Kirk, do Centro Naval de Pesquisa Médica, em Maryland, nos EUA, realizou a pesquisa ao lado de uma equipe de outros 15 cientistas de centros norte-americanos. Os resultados foram publicados na edição de junho da revista "Nature Medicine".
O método surgiu a partir do estudo da forma como o organismo reage ao detectar a presença de um corpo estranho.
Em uma das etapas do processo de rejeição, duas células relacionadas ao sistema de defesa do organismo se unem e, assim, ativam as chamadas células-T "assassinas", que atacam o corpo estranho (veja quadro ao lado).
O que os pesquisadores fizeram foi injetar nos macacos uma substância chamada hu5C8, que atacou um dos compostos que atuava como um "engate" na ligação entre as células. Sem a ligação, o sistema imunológico não pôde produzir formas de combate ao órgão transplantado.
Segundo a publicação, "o efeito (do uso da substância hu5C8) persistiu por mais de dez meses após o fim da terapia, e nenhuma droga adicional foi necessária para atingir a duração prolongada do órgão transplantado".

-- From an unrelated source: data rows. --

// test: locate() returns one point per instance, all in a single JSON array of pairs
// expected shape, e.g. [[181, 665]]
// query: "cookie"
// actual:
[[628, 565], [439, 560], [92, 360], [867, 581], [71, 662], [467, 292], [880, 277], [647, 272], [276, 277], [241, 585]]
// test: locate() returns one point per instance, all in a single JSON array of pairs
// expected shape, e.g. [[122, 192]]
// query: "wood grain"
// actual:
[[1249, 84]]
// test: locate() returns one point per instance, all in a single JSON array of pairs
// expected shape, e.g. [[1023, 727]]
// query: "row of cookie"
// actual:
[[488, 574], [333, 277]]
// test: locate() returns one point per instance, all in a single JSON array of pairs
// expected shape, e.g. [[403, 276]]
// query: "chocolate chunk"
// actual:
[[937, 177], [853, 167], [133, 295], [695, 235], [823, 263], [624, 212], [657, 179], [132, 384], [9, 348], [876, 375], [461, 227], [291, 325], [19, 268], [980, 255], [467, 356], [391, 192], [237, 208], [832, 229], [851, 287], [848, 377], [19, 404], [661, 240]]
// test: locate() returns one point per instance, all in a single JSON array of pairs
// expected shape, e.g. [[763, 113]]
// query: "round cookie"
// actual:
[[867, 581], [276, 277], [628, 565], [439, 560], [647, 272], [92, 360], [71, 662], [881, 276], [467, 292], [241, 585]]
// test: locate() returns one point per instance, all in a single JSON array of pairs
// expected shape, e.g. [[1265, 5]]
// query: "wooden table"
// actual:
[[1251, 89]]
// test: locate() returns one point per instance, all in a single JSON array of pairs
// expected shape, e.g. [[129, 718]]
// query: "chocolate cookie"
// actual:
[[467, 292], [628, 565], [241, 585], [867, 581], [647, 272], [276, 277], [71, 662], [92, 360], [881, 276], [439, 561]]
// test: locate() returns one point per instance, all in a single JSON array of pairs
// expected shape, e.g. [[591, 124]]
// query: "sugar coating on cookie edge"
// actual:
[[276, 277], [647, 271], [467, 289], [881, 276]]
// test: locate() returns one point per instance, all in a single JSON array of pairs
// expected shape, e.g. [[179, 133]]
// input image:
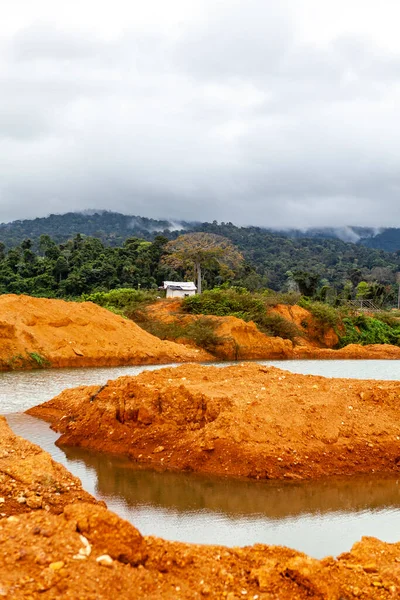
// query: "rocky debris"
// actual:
[[31, 480], [41, 557], [73, 547], [243, 420], [37, 332], [240, 340]]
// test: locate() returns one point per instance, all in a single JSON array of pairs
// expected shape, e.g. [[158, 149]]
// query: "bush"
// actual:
[[368, 330], [122, 301], [238, 302], [200, 331], [324, 313]]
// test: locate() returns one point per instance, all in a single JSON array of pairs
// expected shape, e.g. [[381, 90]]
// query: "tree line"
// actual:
[[327, 270]]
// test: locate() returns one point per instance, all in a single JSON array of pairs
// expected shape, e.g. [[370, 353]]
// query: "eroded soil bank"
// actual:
[[245, 420], [241, 340], [39, 332], [56, 542]]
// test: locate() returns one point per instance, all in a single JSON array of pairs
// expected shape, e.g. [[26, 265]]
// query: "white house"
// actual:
[[179, 289]]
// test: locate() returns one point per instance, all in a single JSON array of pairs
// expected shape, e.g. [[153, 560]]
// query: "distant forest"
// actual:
[[67, 255]]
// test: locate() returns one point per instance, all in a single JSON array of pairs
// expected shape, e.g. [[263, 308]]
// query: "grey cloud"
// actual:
[[234, 119]]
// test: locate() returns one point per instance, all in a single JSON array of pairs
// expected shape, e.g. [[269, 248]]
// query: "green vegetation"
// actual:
[[122, 301], [200, 331], [324, 313], [364, 330], [240, 303], [54, 257]]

Em um artigo na mesma edição da "Nature Medicine", Polly Matzinger, dos Institutos Nacionais de Alergia e Doenças Infecciosas, dos EUA, discute o estudo de Kirk.
Segundo ela, apesar de promissor, há detalhes que ainda precisam ser desvendados pelos cientistas envolvidos.

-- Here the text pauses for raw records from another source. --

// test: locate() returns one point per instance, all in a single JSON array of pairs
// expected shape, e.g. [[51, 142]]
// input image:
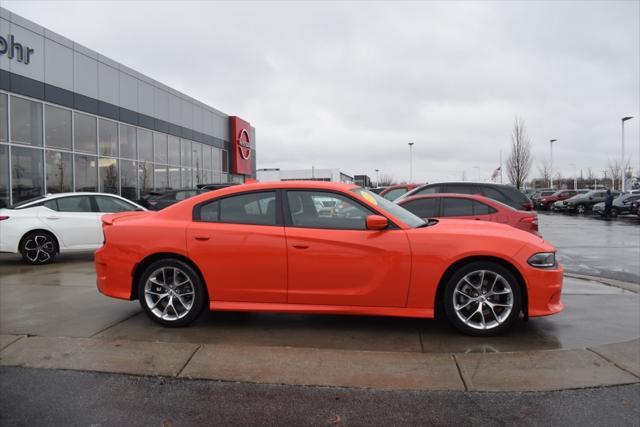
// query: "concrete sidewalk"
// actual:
[[607, 365]]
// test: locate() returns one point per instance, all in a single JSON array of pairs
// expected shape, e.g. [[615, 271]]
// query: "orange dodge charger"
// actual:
[[318, 247]]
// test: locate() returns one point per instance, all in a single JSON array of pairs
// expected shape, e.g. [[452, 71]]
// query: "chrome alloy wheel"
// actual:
[[483, 299], [39, 249], [169, 293]]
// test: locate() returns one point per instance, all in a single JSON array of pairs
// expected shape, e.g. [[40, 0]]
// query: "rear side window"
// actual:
[[74, 204], [457, 207], [424, 208], [251, 208], [108, 204]]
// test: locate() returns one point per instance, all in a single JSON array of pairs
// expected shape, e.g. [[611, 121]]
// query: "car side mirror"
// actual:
[[377, 222]]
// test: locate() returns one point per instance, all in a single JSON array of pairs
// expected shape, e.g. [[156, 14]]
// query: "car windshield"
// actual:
[[398, 211]]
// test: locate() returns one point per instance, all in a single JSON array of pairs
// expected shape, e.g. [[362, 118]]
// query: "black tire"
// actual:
[[152, 294], [491, 269], [38, 247]]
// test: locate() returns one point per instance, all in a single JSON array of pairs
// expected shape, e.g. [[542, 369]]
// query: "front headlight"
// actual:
[[543, 260]]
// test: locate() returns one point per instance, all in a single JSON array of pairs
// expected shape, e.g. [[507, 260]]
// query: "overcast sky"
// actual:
[[348, 85]]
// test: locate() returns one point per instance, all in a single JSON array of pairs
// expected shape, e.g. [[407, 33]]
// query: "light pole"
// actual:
[[624, 119], [551, 141], [575, 176], [411, 162]]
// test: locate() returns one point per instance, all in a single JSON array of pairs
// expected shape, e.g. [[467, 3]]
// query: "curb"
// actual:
[[627, 286]]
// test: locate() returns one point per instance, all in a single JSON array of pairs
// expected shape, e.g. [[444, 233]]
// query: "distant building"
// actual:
[[313, 174], [362, 180]]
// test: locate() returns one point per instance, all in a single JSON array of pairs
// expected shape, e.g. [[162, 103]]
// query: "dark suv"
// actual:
[[503, 193]]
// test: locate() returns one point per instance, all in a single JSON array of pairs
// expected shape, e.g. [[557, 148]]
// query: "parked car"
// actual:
[[469, 206], [156, 200], [394, 191], [622, 205], [44, 226], [503, 193], [583, 203], [264, 247], [545, 202]]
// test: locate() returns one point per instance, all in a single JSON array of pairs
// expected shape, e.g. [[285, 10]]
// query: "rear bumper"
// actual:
[[544, 289]]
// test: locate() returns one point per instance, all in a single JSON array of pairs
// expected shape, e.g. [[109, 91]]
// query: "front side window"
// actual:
[[251, 208], [424, 208], [112, 205], [74, 204], [457, 207], [315, 209]]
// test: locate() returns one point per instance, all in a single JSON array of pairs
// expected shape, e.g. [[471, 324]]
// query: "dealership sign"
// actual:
[[241, 147], [9, 47]]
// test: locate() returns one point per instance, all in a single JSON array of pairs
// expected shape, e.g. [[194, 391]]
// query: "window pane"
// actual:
[[185, 152], [27, 173], [254, 208], [4, 118], [161, 180], [113, 205], [59, 172], [26, 121], [4, 176], [108, 132], [160, 147], [174, 177], [457, 207], [424, 208], [86, 173], [108, 170], [145, 145], [186, 178], [128, 179], [57, 127], [74, 204], [326, 210], [84, 133], [207, 161], [174, 150], [128, 142], [145, 177]]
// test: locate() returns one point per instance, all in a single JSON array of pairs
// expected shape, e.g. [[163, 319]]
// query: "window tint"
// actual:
[[482, 209], [424, 208], [457, 207], [252, 208], [74, 204], [326, 210], [112, 205], [394, 194]]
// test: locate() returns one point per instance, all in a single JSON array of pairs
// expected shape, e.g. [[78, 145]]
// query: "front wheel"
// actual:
[[171, 293], [482, 299]]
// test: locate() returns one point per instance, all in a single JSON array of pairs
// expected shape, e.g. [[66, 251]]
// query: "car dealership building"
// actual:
[[74, 120]]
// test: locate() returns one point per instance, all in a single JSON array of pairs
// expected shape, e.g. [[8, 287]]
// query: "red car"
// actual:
[[274, 247], [469, 206], [394, 191]]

Em um deles, Matzinger ressalta que os macacos, mesmo após o uso da droga, continuaram a produzir, em níveis baixíssimos, anticorpos contra o corpo estranho.
Apesar de seu pequeno número, diz ela, "o efeito pode acabar se tornando um problema".

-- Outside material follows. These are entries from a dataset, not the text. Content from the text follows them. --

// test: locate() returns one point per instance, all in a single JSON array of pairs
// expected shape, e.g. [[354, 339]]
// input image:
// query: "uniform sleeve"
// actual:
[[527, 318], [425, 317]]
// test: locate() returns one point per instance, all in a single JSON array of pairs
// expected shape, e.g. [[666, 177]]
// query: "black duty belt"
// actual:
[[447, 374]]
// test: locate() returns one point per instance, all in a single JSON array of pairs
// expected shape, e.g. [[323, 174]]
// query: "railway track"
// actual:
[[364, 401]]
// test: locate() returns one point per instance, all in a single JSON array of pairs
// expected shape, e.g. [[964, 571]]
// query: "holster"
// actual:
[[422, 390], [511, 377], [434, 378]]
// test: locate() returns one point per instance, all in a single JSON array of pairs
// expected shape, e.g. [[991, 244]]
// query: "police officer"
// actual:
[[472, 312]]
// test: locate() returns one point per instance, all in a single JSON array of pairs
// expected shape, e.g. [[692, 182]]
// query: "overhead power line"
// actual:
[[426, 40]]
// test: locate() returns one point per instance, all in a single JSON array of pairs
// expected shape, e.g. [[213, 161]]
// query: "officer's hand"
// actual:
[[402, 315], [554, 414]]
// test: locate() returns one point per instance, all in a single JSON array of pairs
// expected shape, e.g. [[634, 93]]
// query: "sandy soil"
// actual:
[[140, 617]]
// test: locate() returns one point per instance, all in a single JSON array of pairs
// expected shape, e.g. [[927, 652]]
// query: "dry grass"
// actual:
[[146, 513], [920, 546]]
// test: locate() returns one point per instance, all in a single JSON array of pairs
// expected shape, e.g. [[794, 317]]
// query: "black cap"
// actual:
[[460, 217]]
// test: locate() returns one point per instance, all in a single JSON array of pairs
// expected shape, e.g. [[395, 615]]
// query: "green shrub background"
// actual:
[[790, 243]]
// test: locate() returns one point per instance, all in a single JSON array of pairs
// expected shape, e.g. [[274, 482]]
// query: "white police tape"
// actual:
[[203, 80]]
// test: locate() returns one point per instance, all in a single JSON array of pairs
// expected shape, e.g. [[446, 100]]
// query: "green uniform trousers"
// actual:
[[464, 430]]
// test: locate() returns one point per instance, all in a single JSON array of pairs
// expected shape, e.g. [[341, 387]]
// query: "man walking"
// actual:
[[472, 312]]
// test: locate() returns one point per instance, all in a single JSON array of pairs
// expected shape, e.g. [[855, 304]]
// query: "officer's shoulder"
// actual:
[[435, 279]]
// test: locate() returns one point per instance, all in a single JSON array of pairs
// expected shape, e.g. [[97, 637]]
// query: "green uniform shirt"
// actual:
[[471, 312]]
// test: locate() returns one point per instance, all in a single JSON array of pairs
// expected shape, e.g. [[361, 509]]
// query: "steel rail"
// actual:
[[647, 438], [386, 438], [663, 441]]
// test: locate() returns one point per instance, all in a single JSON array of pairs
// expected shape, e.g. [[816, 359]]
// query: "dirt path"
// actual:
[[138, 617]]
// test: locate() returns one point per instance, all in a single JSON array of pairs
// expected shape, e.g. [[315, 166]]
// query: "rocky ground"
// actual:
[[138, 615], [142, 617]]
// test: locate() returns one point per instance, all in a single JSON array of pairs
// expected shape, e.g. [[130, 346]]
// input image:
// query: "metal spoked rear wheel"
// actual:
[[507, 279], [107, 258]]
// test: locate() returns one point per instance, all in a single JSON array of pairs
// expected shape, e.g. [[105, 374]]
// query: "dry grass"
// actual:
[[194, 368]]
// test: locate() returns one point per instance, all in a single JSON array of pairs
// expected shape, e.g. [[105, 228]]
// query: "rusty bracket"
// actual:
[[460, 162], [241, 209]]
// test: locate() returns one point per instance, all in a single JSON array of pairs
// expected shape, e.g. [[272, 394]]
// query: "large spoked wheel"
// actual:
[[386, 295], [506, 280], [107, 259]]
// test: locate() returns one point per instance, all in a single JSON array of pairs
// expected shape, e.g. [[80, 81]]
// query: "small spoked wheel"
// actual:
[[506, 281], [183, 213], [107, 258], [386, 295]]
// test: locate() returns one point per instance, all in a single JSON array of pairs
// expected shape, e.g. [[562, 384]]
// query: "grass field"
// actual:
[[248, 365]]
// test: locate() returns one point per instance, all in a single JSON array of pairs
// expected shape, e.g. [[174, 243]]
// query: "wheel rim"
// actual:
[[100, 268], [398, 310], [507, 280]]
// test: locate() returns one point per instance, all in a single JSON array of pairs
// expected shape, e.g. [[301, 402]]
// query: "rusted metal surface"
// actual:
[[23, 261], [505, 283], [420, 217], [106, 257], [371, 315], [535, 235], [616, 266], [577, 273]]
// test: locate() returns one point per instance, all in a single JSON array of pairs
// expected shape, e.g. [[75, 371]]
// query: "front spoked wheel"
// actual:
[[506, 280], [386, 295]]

O próprio processo de como a substância hu5C8 neutraliza o "engate" entre as células "permanece como especulação", escreveram Kirk e seus colaboradores.

A busca pelo fim da rejeição
Atualmente, as drogas usadas contra a rejeição a órgãos transplantados, como a ciclosporina, procuram inibir o sistema imunológico humano.
Os principais problemas do método, no entanto, é que as drogas precisam ser usadas durante toda a vida e, segundo Matzinger, a supressão do sistema de defesa faz com que os pacientes vivam constantemente com o risco de contrair doenças infecciosas e tumores, entre outros efeitos colaterais.
Outros estudos publicados recentemente também procuram combater a rejeição de órgãos com o uso de novas substâncias.
É o caso do estudo realizado por Uwe Staerz, do Centro Nacional Judaico Médico e de Pesquisas, nos Estados Unidos.
O método, publicado na edição de março do ano passado da revista "Nature Biotechnology", procura "desligar" as células que atacam o corpo estranho ao introduzir no corpo humano um anticorpo produzido artificialmente.
O restante do sistema imunológico não seria afetado pela nova substância, segundo Staerz. Além disso, o paciente não precisaria usar o composto pelo resto da vida. Espera-se que sejam realizados testes em seres humanos no ano que vem.